Apart from your husband were there any other lasting friendships or creative relationships came out of that time? Yes, Janet was a very good friend at that time with a wonderful soprano voice, also in the semi-chorus. She involved me in her local choir with solos, duets etc

Any unusual memories? I went to Barcelona one time and my room-mate and I stayed in a horrible hotel with cockroaches & beetles. Well we overslept the morning after the concert and the coach arrived at 6.15am to take us to the airport. The whole coach was waiting and we boarded the coach, half dressed, no make-up, thoroughly embarrassed and very dishevelled having packed our luggage in two minutes' flat!
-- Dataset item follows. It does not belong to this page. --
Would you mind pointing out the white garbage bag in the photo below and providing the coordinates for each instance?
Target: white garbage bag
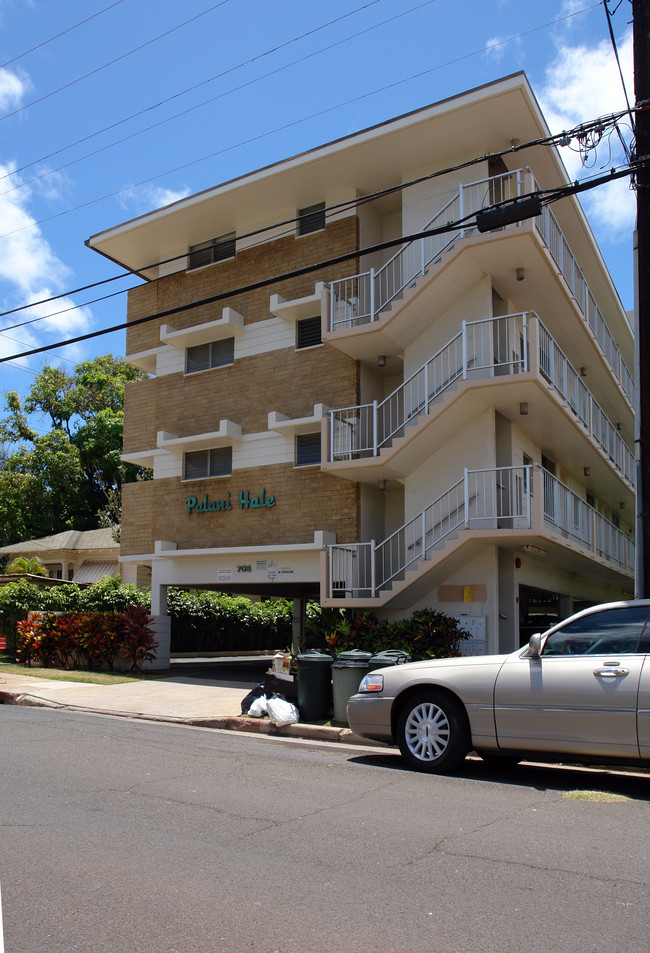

Another time we went to Madrid and I had a Cuban (married) friend who was living in Madrid. He insisted that I and another of my friends meet up with him and his friends. Well we were in a hurry to get back to a concert in the Teatre Real after meeting them but these Cubans were ‘manana manana’. They took us to a beauty spot in Segovia and arranged to meet us back there later that afternoon to take us back to the opera house in Madrid. We were waiting there at this aqueduct for them for over an hour and a quarter. We had only 45 minutes when at last they arrived to get to the stage at the Teatre Real, Madrid. We did get there in a real panic and the men drove like dervishes!

Also one time we were singing in Bath, at a place called the Forum. We were excited, anticipating that it would be a place of beautiful architecture. It turned out to be a corny cinema with very few changing rooms. The facilities were totally inadequate to house a full choir and a large orchestra, the Philharmonia Orchestra. It was very amusing. The acoustics of the old cinema however left much to be desired.

At the Edinburgh Festival, my first season with the choir, the organisers forgot to include me in the seating arrangements and there was no seat allotted to me on the tiers at the back of the orchestra in the Usher Hall. I had to sit in the aisle, so I stuck out like a sore thumb! On the journey there we slept in sleepers on the train. There were parties in the sleeper units and it was great fun.

Did you achieve your dream? Yes and more.

Any regrets? There was one strange performance of Holst's Planets where the American conductor, Lorin Maazel wanted to create an eerie sound. We had to walk off stage and sing as we walked to the back of the stage, up some stairs, to where it was dark and peculiar. I was ashamed because it was difficult in the dark and I didn’t do it well.

The good thing about a choir is… it can be professional. You are treated as such. Not as a bunch of amateurs. I was very proud to sing with this famous choir. The massed sound of singing is amazing.

The most important thing for me about that time was… when singing in that choir all over Europe it was as if all the rest of my life was just existing out there. What mattered was that I was living, this was me, true, deep me, now, just singing. Something deep inside of me could come out. It is similar now when I sing at church in worship in a different way. Every bit of you is involved, the way you stand and the way you breathe.

1 comment:

Jola3000 said...

Ellen, I think it is so cool that you interviewed you mom. Now I want to do something like that too. I love black and white pictures!